I had taken this seriously because it was said in Hebrew, and to me it sounded serious and real.
I have a friend who was raised in a Chasidic setting in pre war Hungary. He survived the war, and settled in the US. When we discuss something pertaining to Yom Kippur, he always refers to it as he did in his youth as Yom HaKodosh – the Holy Day.
We also refer to Yom Kippur as a Holy day, but when he says it in the Hebrew - Yom Hakodosh, it registers for me an additional reality and significance of the holy day.
During the course of our lives we experience many simple words that can change our perspective on things. We can find encouraging and uplifting words that will inspire us to reach greater heights and expand our potential and capability in all areas of life.

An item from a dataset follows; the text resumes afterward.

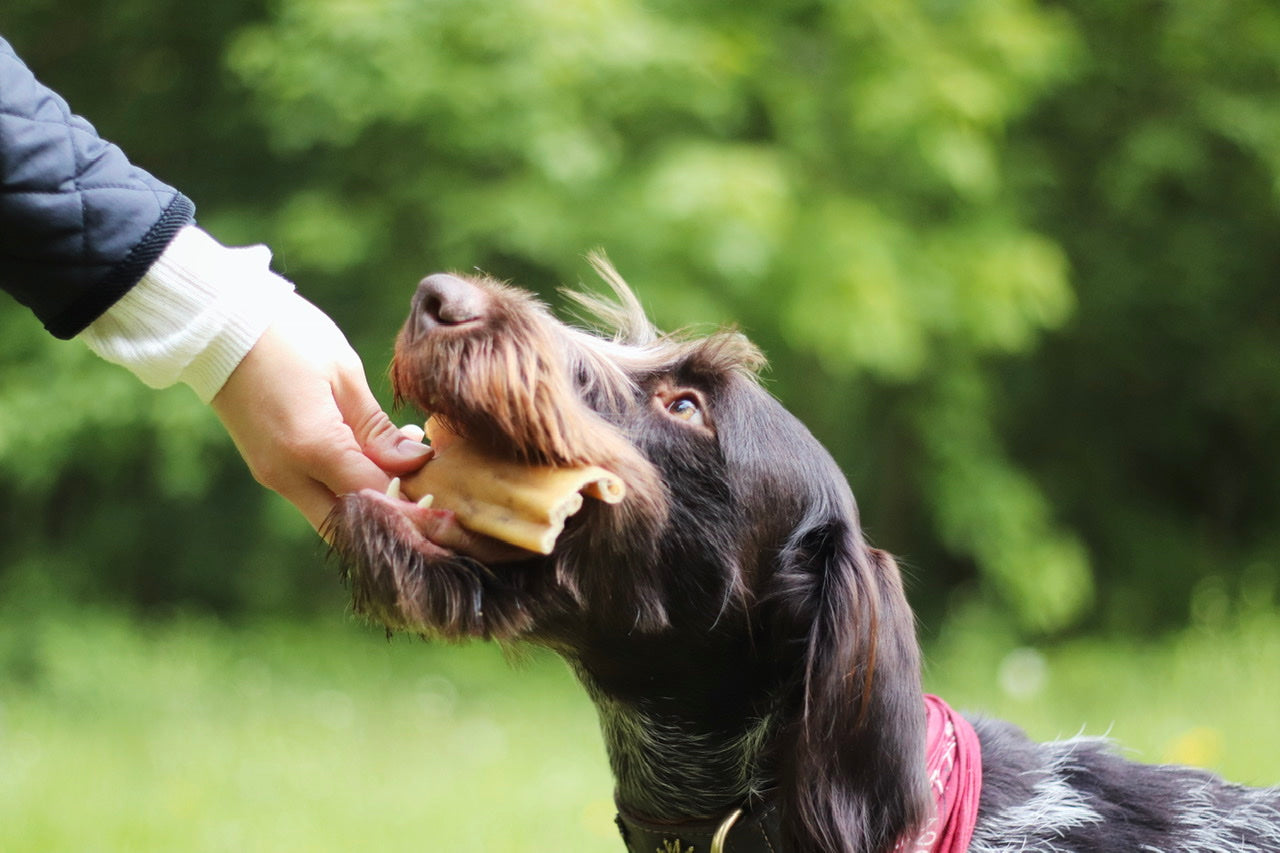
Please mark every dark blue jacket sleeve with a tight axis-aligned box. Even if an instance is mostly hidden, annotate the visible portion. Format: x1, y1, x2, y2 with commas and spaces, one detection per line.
0, 38, 195, 338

I recall reading about a fellow who purchased expensive tickets to a Broadway show and while driving through Manhattan experienced heavier traffic then the normal rush hour commute. Frustrated and upset that he would be late for the show, he rolled down his window and called out to a traffic police and asked what caused the snag in traffic. The Italian cop looked at him quizzically and said, “Don’t you know that tonight will be Yom Kippur?”

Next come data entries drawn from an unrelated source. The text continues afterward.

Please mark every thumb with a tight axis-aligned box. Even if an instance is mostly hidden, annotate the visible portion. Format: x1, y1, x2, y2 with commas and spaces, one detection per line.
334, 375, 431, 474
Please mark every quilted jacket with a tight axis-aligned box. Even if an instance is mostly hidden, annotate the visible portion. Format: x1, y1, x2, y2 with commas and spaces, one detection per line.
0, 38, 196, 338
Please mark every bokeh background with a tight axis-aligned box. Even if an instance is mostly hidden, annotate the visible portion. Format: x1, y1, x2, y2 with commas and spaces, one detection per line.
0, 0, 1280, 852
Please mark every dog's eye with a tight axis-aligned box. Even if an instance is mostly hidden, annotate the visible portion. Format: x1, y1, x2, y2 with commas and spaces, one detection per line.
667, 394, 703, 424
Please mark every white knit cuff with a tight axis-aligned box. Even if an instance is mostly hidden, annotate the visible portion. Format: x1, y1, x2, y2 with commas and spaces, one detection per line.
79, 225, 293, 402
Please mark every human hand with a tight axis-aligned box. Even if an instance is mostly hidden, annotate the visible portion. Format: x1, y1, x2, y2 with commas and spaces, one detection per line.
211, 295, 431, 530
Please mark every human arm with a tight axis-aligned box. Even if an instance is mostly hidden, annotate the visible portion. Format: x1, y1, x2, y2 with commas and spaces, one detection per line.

These words, coming from a non Jew, penetrated his heart and he thought to himself, “Here I am a Jew and I have no clue that it is Yom Kippur, and the one to let me know it is Yom Kippur is this non Jew who knows more about the Jewish calendar than I.”
This shock and the realization how distant he was from his religion and tradition, spurred him to research, study and then welcome a deeper appreciation of Judaism in his and his family’s life. A simple statement had the energy to direct him towards a firmer footing in his tradition – because he eternalized the message.

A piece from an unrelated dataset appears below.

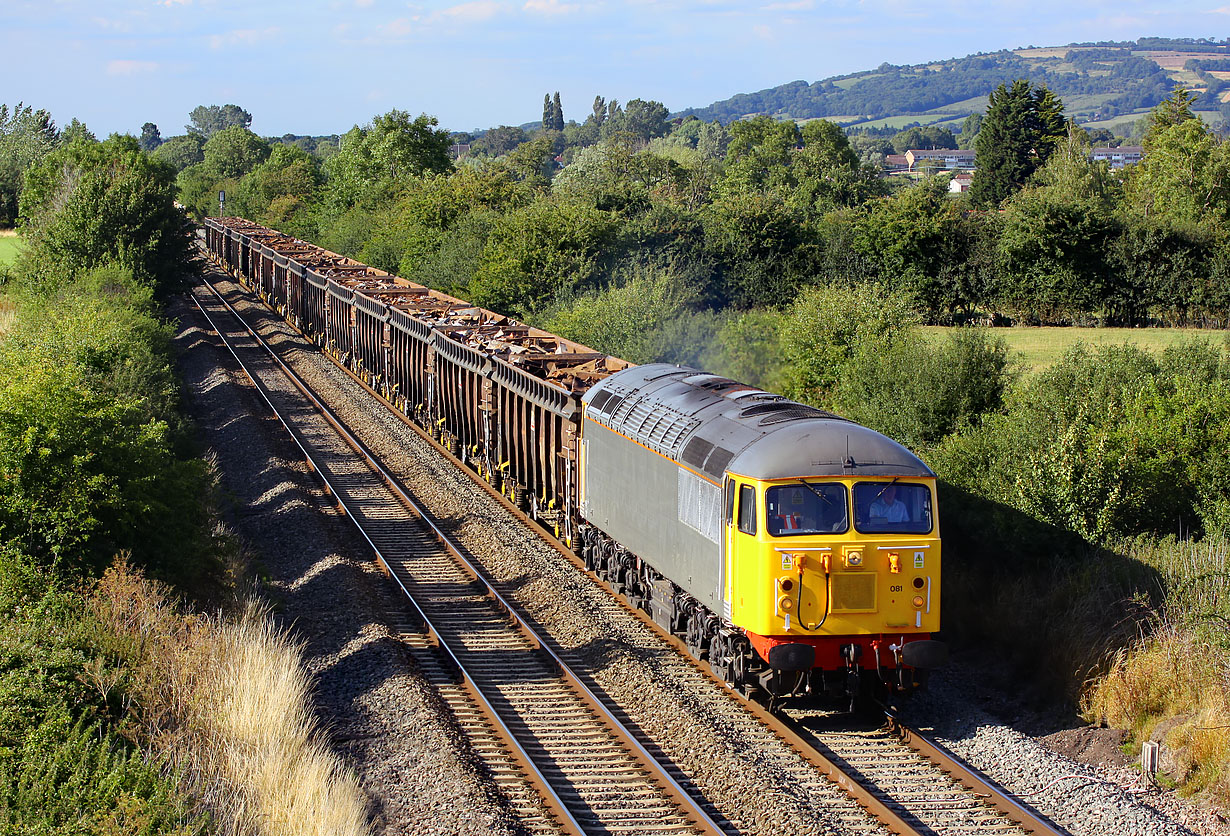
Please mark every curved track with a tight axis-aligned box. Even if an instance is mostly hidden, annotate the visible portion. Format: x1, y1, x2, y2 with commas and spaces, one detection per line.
189, 253, 1065, 836
193, 279, 724, 835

Allow me to share with you the following idea that has the capacity to transform a person’s entire outlook: The great and holy Chasidic master the Baal Shem Tov taught, that the way G-d judges us is by empowering and enlisting us to judge ourselves!
At first glance, it would seem that based on this we could judge ourselves favorably, ask for good life and atonement, and we would be guaranteed to get all that we asked for.
Obviously, it is not that simple.
The Baal Shem Tov explains: What we mean when we say that we are endowed to judge ourselves is that G-d first presents us with situations regarding other people, which are similar if not identical to that which we have personally transgressed, broken or disobeyed. G-d observes and monitors how we judge and speak about the other person. If we condemn and berate the other person – then our own similar misdeed will be scrutinized and censured and we will be held in contempt.
However, if we give the other person the benefit of the doubt, and don’t speak negatively about him, rather we tactfully seek ways for him to understand what he has done wrong so that he repairs his misdeed, G-d judges us favorably and affords us atonement. The way we judge ourselves is by favorably judging others!
Besides the personal benefit of judging people favorably, this exercise promotes a real sense of Shalom among us.
This year, when Yom Kippur pairs up with the holy Shabbos, it contains an extraordinary scope and magnitude of sanctity. On Yom Kippur we are like angels and G-d is near to us. He is eager to atone for us when we recognize our failings. The opportunities to achieve purification abound. Let us take full advantage of this awesome Yom Hakodosh!
May we all be granted a blessed year of good life, happiness, good health and peace at home, peace in Israel and peace throughout the world –
Wishing you an easy and meaningful fast!